Preface

The transition to sustainable energy is one of the defining challenges of our time. Among the various strategies to combat climate change, the electrification of the transportation sector stands out as a critical imperative. However, the success of this transition depends not just on the vehicles themselves, but on the infrastructure that supports them.

This project, “Data-Driven Optimization for EV Charging Infrastructure,” was born out of a desire to bridge the gap between urban planning and machine learning. While traditional infrastructure planning often relies on static heuristics, we believe that the complex, dynamic nature of modern cities requires a more sophisticated, algorithmic approach.

About This Report

This report documents the end-to-end development of a predictive framework designed to identify optimal locations for Electric Vehicle (EV) charging stations. It serves as a comprehensive record of our methodology, challenges, and findings.

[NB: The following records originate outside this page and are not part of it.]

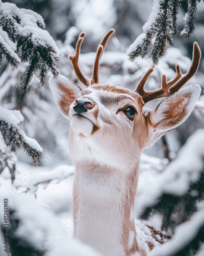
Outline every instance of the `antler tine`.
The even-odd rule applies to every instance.
[[[83,83],[87,87],[88,87],[91,83],[91,80],[85,76],[79,65],[79,56],[80,53],[81,46],[84,40],[84,37],[86,33],[84,32],[82,32],[80,34],[79,39],[76,43],[75,54],[74,55],[69,55],[69,59],[71,62],[73,69],[74,71],[77,78],[80,82]]]
[[[167,81],[166,75],[163,75],[162,86],[161,88],[152,92],[147,92],[144,90],[144,84],[150,74],[153,71],[154,67],[150,68],[143,76],[135,89],[143,98],[144,103],[154,99],[163,97],[168,97],[178,91],[191,77],[196,73],[200,63],[201,52],[196,42],[193,44],[193,58],[190,69],[186,74],[182,76],[180,67],[176,65],[176,75],[175,77]]]
[[[169,89],[171,94],[174,93],[180,90],[191,77],[197,72],[200,63],[201,51],[199,46],[196,42],[193,44],[193,58],[190,69],[186,74],[182,76],[178,81]]]
[[[150,69],[149,69],[143,76],[141,79],[140,81],[139,82],[136,89],[135,91],[139,93],[141,96],[142,96],[144,93],[145,93],[145,91],[144,90],[144,84],[148,79],[149,76],[154,71],[155,69],[155,65],[152,65]]]
[[[91,84],[97,84],[99,83],[99,62],[100,61],[100,58],[105,49],[106,44],[111,37],[111,35],[115,33],[115,30],[113,29],[110,29],[106,35],[104,36],[104,38],[100,41],[100,44],[98,46],[97,49],[96,54],[95,58],[94,63],[93,67],[93,75],[92,78],[91,79]]]

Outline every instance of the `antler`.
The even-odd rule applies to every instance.
[[[198,44],[195,42],[193,44],[192,63],[186,74],[182,75],[180,67],[177,64],[175,66],[176,75],[174,78],[167,82],[166,75],[163,75],[161,88],[152,92],[147,92],[144,89],[144,87],[148,78],[154,71],[154,66],[152,66],[142,77],[135,91],[138,93],[142,97],[144,103],[159,98],[168,97],[173,94],[196,73],[200,63],[200,48]]]
[[[114,32],[115,30],[113,29],[110,29],[109,31],[108,31],[106,34],[104,36],[104,38],[100,41],[97,49],[94,63],[93,67],[92,77],[91,79],[85,76],[79,65],[79,56],[80,53],[81,46],[84,40],[84,37],[86,35],[86,33],[83,32],[80,34],[76,46],[75,54],[74,55],[69,56],[69,59],[71,62],[73,69],[78,78],[80,82],[83,83],[87,87],[88,87],[91,84],[98,84],[99,83],[99,62],[109,39],[111,35]]]

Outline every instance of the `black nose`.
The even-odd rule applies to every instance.
[[[86,99],[76,99],[75,101],[76,102],[76,105],[73,106],[73,109],[74,111],[78,114],[81,114],[87,111],[88,110],[85,108],[85,106],[93,105],[92,102],[89,101]]]

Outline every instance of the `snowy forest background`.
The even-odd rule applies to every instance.
[[[159,59],[147,82],[147,90],[160,86],[163,74],[168,79],[174,77],[176,63],[183,73],[187,72],[191,62],[194,41],[204,52],[204,3],[190,0],[154,3],[162,2],[182,4],[178,9],[178,33],[173,36],[174,46],[167,44],[165,54]],[[191,28],[191,36],[182,36],[180,34],[181,31],[185,34],[183,18],[188,11],[188,2],[189,5],[197,4],[195,31]],[[16,5],[4,5],[6,2]],[[52,73],[57,75],[59,70],[78,82],[68,56],[73,54],[82,31],[87,35],[80,61],[82,69],[90,74],[97,46],[107,31],[113,28],[115,33],[100,61],[101,82],[135,88],[155,59],[147,55],[131,62],[126,51],[144,32],[142,27],[152,5],[152,0],[0,1],[0,49],[10,53],[10,56],[5,54],[1,63],[1,255],[7,255],[4,251],[3,237],[5,198],[9,199],[9,244],[12,255],[98,255],[71,238],[74,167],[68,151],[69,124],[57,110],[48,79]],[[25,38],[32,35],[32,53],[27,50],[26,39],[20,38],[20,41],[18,35],[10,31],[16,36],[12,41],[5,34],[9,19],[6,22],[4,15],[9,17],[11,8],[13,14],[18,14],[24,23],[20,29],[22,35]],[[44,23],[39,15],[18,8],[36,12]],[[28,31],[31,34],[27,34]],[[184,37],[190,38],[186,40]],[[16,54],[15,40],[20,42],[17,47],[27,53],[23,61]],[[43,45],[42,41],[47,44]],[[43,71],[36,72],[39,69],[36,64],[31,70],[35,73],[32,77],[28,61],[35,60],[35,51],[40,45],[42,48],[39,51],[45,51],[51,57],[49,59],[42,57],[42,61],[47,61],[46,68],[40,66]],[[24,46],[22,49],[21,45]],[[56,68],[58,57],[59,70]],[[14,66],[9,63],[15,61]],[[197,83],[202,88],[190,117],[145,150],[142,156],[135,217],[173,235],[166,244],[154,250],[151,255],[204,255],[203,71],[201,58],[196,75],[187,83]],[[153,108],[158,103],[150,102],[147,107]],[[38,161],[38,166],[33,165]]]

The document is structured to guide the reader through the full data science lifecycle:

The Problem: Understanding the “range anxiety” barrier and the need for strategic placement.
The Data: How we aggregated disparate geospatial datasets (traffic, demographics, POIs).
The Solution: The technical implementation of our XGBoost Regressor and MCDM (Multi-Criteria Decision Making) pipeline.
The Results: Visualizing the top priority locations that offer the highest utility.

Intended Audience

This report is written for a diverse audience interested in the application of AI to real-world problems:

Urban Planners & Policymakers: To understand how data science can inform smarter infrastructure investments.
Data Scientists & Engineers: To explore the technical implementation of geospatial feature engineering and gradient boosting models.
Sustainability Researchers: To analyze the factors that drive demand for electric mobility.

Software and Tools

The analysis presented here was conducted entirely using the Python programming language. Key libraries utilized include:

Pandas & NumPy for data manipulation.
XGBoost for predictive modeling.
Scikit-Learn for model evaluation and preprocessing.
Matplotlib & Seaborn for statistical visualization.

This report itself was generated using Quarto, ensuring that the code, visualizations, and narrative remain reproducible and tightly integrated.

Acknowledgments

This project would not have been possible without the guidance and support of our mentors and the open-source community.

We extend our gratitude to our mentors for their invaluable feedback on the project scope and methodology.
We thank the contributors to OpenStreetMap (OSM) and other open data initiatives, whose work democratizes access to vital geospatial information.
Finally, we acknowledge the collective effort of the project team in tackling the complex challenges of data cleaning and model optimization.

This document represents the culmination of our work as of December 2025.